The Boundaries of Executive Discretion: Deferred Action, Unlawful Presence, and Immigration Law
54 Pages Posted: 5 Feb 2015 Last revised: 13 Apr 2015
Date Written: February 3, 2015
Stakes are high in the current debate about President Obama’s immigration reform initiative, Deferred Action for Parents of Americans (DAPA). Given the gridlock in Congress, it is tempting to read the Immigration and Nationality Act (INA) as authorizing work authorization and a reprieve from removal for undocumented migrants. Unfortunately, statutes, like facts, are stubborn things. DAPA is sound policy, but it is inconsistent with core policies in U.S. immigration law.
The INA is a comprehensive framework that both enables legal immigration and deters unlawful migration. To accomplish the latter, its provisions discourage unlawful entry, presence, and work, while its enumerated categories of legal status block unlawful entrants’ acquisition of status through post-entry U.S. citizen children. Moreover, Congress for over a quarter-century has sought to limit discretion in the executive branch that undermines the INA’s deterrence goals. DAPA’s discretionary grant of benefits to four million foreign nationals would render Congress’s limits superfluous.
Judicial review of DAPA is appropriate to restore the immigration framework’s balance. Because DAPA will have a significant impact and limits officials’ discretion, it is a legislative rule requiring resort to the notice and comment procedures of the Administrative Procedure Act. While DAPA’s supporters assert that it constitutes an unreviewable exercise of prosecutorial discretion under the Supreme Court’s decision in Heckler v. Chaney, DAPA’s broad eligibility criteria remove it from the realm of individual enforcement decisions that Chaney shielded from judicial review. Upon review, DAPA is unworthy of judicial deference, because it fails the “common sense” test outlined by the Supreme Court in FDA v. Brown & Williamson. Given Congress’s recent efforts to curb immigration officials’ discretion, it is implausible that Congress would have authorized the blanket discretion that DAPA entails.

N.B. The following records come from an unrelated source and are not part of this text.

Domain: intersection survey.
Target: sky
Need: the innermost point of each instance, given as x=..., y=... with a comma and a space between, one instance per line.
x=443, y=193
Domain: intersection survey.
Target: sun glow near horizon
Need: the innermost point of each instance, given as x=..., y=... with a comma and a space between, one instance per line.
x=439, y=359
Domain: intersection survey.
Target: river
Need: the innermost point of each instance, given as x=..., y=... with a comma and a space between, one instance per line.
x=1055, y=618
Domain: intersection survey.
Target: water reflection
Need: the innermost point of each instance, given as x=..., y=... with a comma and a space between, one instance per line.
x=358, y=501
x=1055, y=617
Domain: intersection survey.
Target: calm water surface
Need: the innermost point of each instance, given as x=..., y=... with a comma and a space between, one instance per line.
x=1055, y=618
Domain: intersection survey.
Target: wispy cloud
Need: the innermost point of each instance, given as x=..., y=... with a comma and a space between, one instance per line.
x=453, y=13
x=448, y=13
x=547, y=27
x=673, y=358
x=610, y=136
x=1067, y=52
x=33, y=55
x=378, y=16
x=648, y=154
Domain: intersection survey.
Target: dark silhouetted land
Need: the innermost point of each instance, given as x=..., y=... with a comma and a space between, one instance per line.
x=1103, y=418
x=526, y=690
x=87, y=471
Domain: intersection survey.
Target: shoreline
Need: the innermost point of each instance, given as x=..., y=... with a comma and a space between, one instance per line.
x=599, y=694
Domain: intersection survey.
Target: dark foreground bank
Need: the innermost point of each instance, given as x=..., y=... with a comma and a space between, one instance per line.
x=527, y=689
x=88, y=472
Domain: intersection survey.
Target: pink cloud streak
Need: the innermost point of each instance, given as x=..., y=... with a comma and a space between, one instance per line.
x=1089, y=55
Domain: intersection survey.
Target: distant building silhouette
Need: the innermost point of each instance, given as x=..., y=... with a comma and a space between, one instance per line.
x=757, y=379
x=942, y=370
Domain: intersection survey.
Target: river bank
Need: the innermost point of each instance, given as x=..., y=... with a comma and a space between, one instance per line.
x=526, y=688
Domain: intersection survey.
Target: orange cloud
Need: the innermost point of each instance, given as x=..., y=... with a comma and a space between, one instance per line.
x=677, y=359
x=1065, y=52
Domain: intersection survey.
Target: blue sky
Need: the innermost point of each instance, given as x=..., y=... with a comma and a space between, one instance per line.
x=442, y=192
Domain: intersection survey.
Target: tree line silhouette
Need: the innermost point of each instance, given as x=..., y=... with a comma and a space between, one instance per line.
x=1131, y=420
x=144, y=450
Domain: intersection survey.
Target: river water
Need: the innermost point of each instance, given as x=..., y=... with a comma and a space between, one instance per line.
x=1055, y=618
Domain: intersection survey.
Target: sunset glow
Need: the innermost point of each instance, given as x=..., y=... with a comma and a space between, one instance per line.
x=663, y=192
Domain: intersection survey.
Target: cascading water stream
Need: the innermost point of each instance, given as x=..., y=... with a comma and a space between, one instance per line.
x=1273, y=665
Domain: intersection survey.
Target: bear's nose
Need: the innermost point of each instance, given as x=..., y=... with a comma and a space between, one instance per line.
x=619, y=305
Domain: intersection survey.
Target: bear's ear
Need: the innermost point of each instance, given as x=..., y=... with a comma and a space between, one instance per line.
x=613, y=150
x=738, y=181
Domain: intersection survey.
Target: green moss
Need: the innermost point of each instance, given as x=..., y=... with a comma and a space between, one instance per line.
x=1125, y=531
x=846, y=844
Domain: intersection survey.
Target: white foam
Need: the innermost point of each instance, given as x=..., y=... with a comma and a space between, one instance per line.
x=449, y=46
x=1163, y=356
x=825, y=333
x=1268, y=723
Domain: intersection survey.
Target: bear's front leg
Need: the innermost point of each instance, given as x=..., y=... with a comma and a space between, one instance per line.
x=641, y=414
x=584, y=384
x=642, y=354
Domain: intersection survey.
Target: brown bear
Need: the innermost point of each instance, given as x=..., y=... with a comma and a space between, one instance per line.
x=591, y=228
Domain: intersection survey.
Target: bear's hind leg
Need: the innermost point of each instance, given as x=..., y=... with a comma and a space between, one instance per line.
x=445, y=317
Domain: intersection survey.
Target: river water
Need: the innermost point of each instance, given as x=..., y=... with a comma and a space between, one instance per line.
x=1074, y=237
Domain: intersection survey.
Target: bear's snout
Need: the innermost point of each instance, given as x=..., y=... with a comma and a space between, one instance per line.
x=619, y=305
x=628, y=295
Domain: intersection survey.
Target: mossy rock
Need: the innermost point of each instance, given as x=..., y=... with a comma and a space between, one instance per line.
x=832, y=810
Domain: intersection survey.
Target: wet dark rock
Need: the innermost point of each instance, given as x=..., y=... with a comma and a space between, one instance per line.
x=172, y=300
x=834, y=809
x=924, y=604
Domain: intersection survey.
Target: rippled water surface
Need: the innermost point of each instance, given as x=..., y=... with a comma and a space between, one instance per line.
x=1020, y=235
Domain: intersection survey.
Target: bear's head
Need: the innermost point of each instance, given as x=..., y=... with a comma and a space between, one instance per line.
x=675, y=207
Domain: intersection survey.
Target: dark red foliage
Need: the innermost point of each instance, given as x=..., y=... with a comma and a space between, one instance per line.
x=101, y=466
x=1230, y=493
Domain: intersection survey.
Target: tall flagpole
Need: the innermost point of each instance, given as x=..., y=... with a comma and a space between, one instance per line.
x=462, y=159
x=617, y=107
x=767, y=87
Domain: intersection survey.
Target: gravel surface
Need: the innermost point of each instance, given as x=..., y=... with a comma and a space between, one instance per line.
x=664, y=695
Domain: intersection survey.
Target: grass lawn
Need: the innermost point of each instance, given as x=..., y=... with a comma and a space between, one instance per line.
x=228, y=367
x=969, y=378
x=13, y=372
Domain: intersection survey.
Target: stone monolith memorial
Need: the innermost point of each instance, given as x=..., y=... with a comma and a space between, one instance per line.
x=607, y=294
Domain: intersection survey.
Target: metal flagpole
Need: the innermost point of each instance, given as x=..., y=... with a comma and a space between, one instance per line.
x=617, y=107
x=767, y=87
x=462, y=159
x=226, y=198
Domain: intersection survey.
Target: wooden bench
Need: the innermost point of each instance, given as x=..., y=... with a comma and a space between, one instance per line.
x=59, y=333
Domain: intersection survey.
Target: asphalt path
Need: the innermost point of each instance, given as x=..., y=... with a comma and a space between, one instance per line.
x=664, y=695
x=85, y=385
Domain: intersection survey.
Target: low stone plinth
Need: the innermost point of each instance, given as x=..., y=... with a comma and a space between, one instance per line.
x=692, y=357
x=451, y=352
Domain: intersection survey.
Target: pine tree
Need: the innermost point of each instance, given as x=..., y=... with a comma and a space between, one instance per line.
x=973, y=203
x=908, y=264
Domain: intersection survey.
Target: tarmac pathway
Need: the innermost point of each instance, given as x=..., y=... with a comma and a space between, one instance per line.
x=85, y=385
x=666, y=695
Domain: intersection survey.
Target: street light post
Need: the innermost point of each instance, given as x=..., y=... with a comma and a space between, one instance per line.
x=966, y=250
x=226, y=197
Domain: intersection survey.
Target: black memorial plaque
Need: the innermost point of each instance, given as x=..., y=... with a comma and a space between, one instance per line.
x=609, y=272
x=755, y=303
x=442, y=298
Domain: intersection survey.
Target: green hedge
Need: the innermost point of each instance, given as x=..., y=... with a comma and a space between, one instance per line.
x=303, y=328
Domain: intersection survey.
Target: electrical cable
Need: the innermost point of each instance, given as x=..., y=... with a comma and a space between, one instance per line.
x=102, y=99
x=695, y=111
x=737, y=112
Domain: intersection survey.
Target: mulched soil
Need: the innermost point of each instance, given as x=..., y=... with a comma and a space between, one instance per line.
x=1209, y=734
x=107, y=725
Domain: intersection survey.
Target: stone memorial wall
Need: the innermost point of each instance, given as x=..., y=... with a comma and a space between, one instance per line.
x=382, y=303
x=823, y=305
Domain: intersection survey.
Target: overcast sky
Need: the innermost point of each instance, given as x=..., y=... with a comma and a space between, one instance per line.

Despite its soundness as policy, DAPA’s fundamental failing as law is its lack of an intelligible limiting principle. While the Obama administration concedes it cannot grant deferred action to all unlawful migrants, it supplies no principled basis for distinguishing the four million potential DAPA beneficiaries from the seven million unlawful migrants left out in the cold. That deficit should be of concern to immigration advocates, who have made a Faustian bargain in supporting the executive branch. Advocates and all devotees of our constitutional order would do well to remember that executive discretion that appears benevolent today can take on a decidedly different cast with changes in the White House. To avoid unwelcome surprises, the worthy project of immigration reform should remain where the Constitution placed it: in Congress.